Union activists protest at Capitol to welcome GOP lawmakers
11:03 AM, January 9, 2013 |
By Paul Egan
Detroit Free Press Lansing Bureau
LANSING — More than 100 union activists set up a “Walk of Shame” this morning to greet Republican lawmakers as they arrived at the Capitol for a new session of the Legislature.
But one of the only Republicans to brave the gauntlet — former Lt. Gov. Dick Posthumus, now a senior adviser to Gov. Rick Snyder — walked the path lined on either side with placard-carrying protesters without hearing a single catcall, after nobody recognized him.
“You got off easy,” a Michigan State Police trooper told Posthumus as he entered the Capitol.
“That’s a good thing,” Posthumus replied.
Posthumus appeared unaware of the protest until he was already partly up the main path. Lieutenant governors, like vice presidents, are often the butt of jokes for their supposed anonymity, but Posthumus appears to have slipped into further obscurity since he left the Engler administration for an unsuccessful bid for governor and a stint in the private sector before joining the Snyder administration at the start of 2011.
“It doesn’t take long to be forgotten,” Posthumus told the Free Press.
John Marler, 27, of Detroit, a union steward for Unite Here Local 24 who is a beer vendor at Detroit sports venues, said he would have liked to tell Posthumus: “This is not the way democracy is supposed to work.”
“I didn’t recognize him at all,” he said.
Democrats and unions were enraged in December when the GOP-controlled Legislature passed right-to-work legislation in five days. Snyder, who for two years had said the issue was not on his agenda, came out in favor of the measure and quickly signed it into law. Right-to-work legislation makes it illegal to require financial support of a union as a condition of employment.
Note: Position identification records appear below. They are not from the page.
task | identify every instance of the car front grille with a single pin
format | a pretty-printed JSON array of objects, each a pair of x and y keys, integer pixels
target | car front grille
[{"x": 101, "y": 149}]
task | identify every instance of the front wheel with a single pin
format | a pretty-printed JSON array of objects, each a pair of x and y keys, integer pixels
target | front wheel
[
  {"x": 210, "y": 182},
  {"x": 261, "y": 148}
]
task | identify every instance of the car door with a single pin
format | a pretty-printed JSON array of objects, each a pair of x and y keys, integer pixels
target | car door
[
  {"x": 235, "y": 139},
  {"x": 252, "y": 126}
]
“That was the rub for me, with Snyder,” Marler said. “That says something about his leadership.”
Snyder has said he would not have tacked the divisive issue at that time, but he supports freedom of choice for workers. Once it was clear the issue wasn’t going away, he said it was his responsibility as a leader to take a position and get the issue settled as quickly as possible.
Before the noon start of today’s ceremonial session, members of We are Michigan, who organized the demonstration, plan to deliver fresh cookies to lawmakers who opposed right-to-work and “broken cookies for broken promises” to those who opposed it.
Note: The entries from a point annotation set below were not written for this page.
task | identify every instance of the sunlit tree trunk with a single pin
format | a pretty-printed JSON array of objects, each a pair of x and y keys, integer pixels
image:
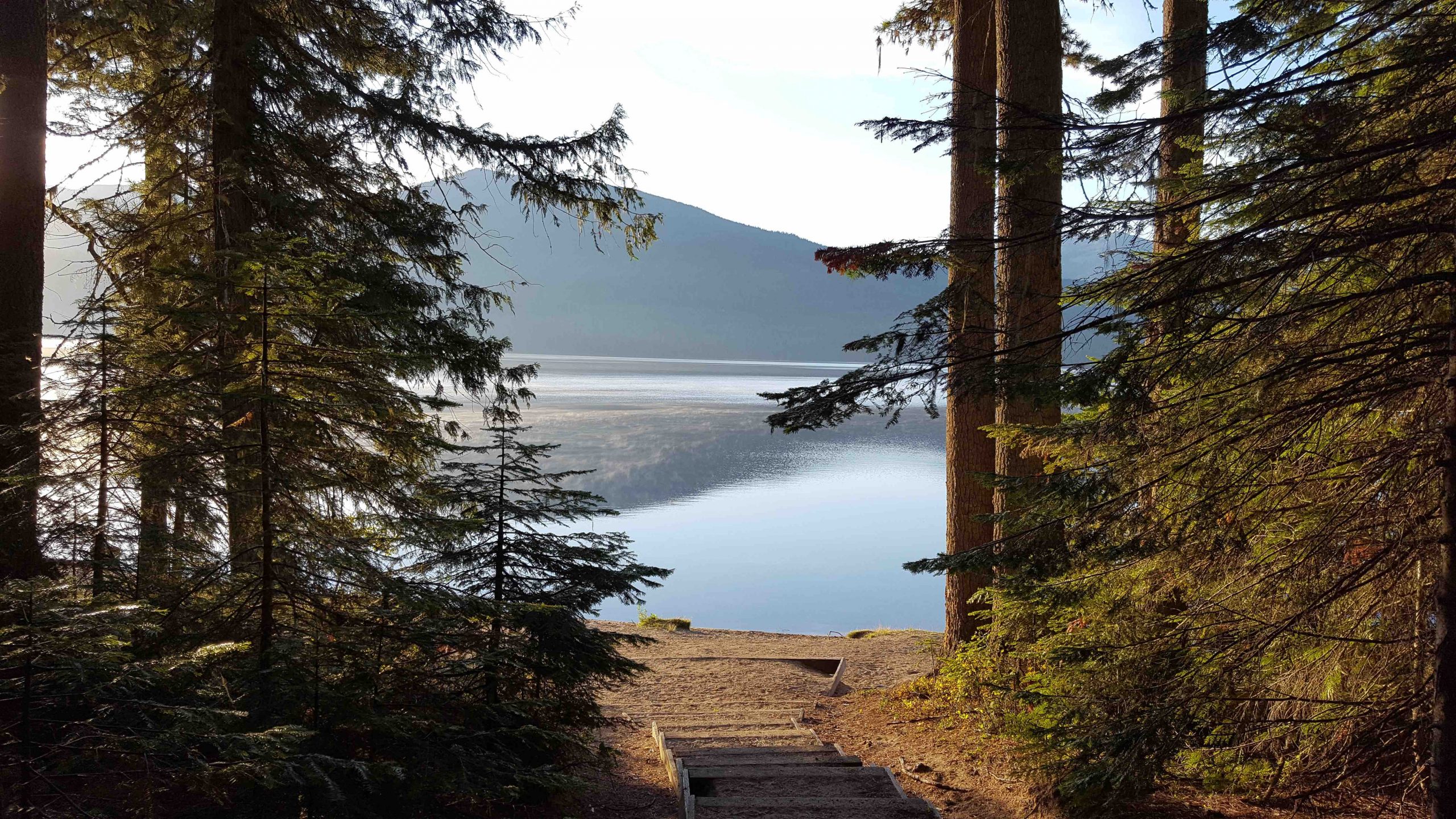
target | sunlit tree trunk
[
  {"x": 1180, "y": 139},
  {"x": 1028, "y": 267},
  {"x": 22, "y": 279},
  {"x": 970, "y": 454},
  {"x": 1443, "y": 739},
  {"x": 233, "y": 221}
]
Demonstrators chanted, “No union, no peace,” and carried signs with message such as “RTW, Wrong for Michigan,” and placards with photos of Republican lawmakers with the word “Shame” stamped across their faces.
Most lawmakers don’t enter from the front facing Capitol Avenue, instead using entrances off the parking lot on the other side of the building. A smaller group of protesters split off to greet lawmakers at the rear entrance.
Greg McNeilly, president of the Michigan Freedom Fund supporting the right-to-work law, said it’s the union activists who should be ashamed.
“Unfortunately, when it comes to the union thugs and anti-worker lawmakers bullying workers and opposing workplace freedom and equality for all Michigan families, shame seems to be in far too short a supply,” McNeilly said in a news release.
The labor legislation wasn’t the only one that drew protesters. Others carried signs reading. “I stand with Planned Parenthood,” in opposition to abortion legislation passed during the lame-duck session in December.